I am trying to build a tf.data.Dataset
pipeline that reads 16 tab separated .gzip
files which include a sentence, a useless file indicator, and a label. I'd like to apply a tokenizer to the first axis of the dataset only. Additionally, I'd love to drop the middle axis
Here is my code:
ds = tf.data.Dataset.list_files("references/reads/*.txt.gz")
ds = tf.data.TextLineDataset(filenames=ds, compression_type="GZIP", num_parallel_reads=tf.data.experimental.AUTOTUNE)

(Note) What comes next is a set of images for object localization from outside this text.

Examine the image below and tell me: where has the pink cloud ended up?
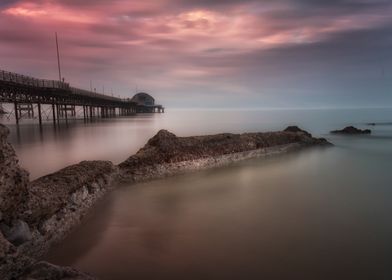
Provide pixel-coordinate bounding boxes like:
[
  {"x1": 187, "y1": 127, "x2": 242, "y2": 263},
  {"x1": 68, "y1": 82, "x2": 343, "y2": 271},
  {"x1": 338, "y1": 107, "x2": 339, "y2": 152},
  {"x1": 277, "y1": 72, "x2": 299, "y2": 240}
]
[{"x1": 1, "y1": 0, "x2": 392, "y2": 107}]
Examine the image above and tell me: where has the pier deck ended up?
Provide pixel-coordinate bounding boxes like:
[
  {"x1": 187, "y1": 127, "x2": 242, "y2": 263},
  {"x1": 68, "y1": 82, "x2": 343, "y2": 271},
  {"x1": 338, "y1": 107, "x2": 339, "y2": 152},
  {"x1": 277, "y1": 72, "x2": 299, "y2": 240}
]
[{"x1": 0, "y1": 69, "x2": 164, "y2": 125}]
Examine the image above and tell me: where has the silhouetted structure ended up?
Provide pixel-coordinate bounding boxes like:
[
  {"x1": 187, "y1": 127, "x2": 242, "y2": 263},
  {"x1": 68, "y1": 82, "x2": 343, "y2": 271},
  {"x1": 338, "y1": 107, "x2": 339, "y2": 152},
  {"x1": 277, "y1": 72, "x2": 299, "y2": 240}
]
[
  {"x1": 131, "y1": 92, "x2": 164, "y2": 113},
  {"x1": 0, "y1": 69, "x2": 164, "y2": 125}
]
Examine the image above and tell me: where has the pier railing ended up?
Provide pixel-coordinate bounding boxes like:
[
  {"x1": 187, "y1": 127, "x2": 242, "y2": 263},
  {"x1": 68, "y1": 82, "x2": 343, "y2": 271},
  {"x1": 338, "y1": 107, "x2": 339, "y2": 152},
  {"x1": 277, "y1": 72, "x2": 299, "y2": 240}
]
[
  {"x1": 0, "y1": 69, "x2": 131, "y2": 102},
  {"x1": 69, "y1": 87, "x2": 123, "y2": 102},
  {"x1": 0, "y1": 69, "x2": 69, "y2": 89}
]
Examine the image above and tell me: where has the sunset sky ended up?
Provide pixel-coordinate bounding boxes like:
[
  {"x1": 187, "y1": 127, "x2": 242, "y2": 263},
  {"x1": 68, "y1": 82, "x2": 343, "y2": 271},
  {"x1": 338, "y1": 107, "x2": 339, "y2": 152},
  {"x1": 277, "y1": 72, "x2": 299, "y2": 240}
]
[{"x1": 1, "y1": 0, "x2": 391, "y2": 108}]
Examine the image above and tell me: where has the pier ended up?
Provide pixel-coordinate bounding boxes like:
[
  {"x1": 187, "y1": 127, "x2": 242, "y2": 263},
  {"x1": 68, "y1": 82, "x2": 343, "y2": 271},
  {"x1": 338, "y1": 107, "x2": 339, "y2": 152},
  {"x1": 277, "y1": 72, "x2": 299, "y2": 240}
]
[{"x1": 0, "y1": 69, "x2": 164, "y2": 125}]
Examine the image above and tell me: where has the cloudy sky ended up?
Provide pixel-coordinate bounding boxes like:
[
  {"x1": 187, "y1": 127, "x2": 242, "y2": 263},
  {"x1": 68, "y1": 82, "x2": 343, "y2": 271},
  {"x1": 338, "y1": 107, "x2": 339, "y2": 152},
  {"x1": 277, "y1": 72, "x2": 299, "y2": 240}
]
[{"x1": 1, "y1": 0, "x2": 392, "y2": 108}]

ds = ds.map(lambda x: tf.strings.split(x, "\t"), num_parallel_calls=tf.data.experimental.AUTOTUNE)
Here is the data:
>>> [print(a) for a in ds.take(2)]
tf.Tensor([b'Happy little sentence.' b'Useless Text' b'Label'], shape=(3,), dtype=string)

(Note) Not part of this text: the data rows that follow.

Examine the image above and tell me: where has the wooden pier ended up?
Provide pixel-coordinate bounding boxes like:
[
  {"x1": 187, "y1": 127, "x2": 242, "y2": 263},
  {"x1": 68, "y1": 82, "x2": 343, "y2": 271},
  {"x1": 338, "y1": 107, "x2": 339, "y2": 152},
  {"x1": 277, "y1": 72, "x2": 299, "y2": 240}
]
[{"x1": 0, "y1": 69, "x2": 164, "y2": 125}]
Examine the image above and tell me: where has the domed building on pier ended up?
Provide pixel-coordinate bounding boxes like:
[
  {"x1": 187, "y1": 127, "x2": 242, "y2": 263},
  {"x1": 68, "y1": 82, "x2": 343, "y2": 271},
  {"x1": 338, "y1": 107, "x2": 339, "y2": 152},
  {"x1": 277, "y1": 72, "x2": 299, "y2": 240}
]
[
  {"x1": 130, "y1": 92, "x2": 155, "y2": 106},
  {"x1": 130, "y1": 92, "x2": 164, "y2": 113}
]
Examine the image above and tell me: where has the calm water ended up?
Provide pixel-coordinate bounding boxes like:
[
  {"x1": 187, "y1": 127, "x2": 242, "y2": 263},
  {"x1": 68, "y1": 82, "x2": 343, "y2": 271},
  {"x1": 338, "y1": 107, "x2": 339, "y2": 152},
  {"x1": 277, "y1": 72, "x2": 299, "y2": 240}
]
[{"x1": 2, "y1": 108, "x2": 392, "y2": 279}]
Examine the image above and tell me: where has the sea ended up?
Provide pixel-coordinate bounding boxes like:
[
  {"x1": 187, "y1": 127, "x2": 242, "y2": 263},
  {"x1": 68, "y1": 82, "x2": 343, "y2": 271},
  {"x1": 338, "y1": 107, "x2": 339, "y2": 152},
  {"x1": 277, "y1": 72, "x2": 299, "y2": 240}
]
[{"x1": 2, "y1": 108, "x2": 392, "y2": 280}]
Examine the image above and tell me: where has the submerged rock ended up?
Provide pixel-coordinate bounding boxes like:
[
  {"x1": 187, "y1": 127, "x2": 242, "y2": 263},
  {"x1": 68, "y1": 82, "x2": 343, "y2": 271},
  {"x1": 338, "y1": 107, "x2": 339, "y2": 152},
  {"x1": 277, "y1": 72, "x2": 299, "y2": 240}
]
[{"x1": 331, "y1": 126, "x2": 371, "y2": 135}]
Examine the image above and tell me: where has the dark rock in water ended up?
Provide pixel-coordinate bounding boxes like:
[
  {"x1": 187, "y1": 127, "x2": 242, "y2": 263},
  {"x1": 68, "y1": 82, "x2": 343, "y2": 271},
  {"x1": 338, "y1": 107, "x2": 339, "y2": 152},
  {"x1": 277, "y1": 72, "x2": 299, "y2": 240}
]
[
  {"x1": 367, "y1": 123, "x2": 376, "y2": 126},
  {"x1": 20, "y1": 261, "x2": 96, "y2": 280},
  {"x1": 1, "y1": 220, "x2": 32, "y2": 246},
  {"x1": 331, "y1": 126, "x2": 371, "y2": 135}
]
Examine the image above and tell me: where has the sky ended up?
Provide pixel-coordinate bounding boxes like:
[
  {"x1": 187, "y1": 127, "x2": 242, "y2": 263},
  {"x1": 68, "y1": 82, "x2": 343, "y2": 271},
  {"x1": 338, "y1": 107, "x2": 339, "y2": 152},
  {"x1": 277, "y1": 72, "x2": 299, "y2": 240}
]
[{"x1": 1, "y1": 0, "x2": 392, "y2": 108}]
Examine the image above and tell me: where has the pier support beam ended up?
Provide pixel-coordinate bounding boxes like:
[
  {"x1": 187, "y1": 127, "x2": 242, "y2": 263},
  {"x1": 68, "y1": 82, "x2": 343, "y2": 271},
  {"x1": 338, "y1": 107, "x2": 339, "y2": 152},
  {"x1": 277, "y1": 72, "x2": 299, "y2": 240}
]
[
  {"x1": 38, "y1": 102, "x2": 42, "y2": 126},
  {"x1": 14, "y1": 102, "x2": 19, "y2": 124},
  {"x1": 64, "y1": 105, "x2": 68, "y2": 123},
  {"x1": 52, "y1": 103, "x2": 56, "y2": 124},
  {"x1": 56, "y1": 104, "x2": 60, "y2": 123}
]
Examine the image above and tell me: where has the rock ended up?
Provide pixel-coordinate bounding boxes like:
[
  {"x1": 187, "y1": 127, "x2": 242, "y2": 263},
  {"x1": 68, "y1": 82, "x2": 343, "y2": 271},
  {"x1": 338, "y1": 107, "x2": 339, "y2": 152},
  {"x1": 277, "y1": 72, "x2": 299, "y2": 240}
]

I'd like to apply my tokenizer to only the first axis of the tensor ('Happy little sentence.')
Bonus points if I can delete 'Useless Text'
. Here has been my unsuccessful approach:
with open('my_tokenizer.model', 'rb') as f_in:
model = f_in.read()
s = text.SentencepieceTokenizer(model=model)
ds = ds.map(lambda x: s.tokenize(x), num_parallel_calls=tf.data.experimental.AUTOTUNE)
This tokenizes everything!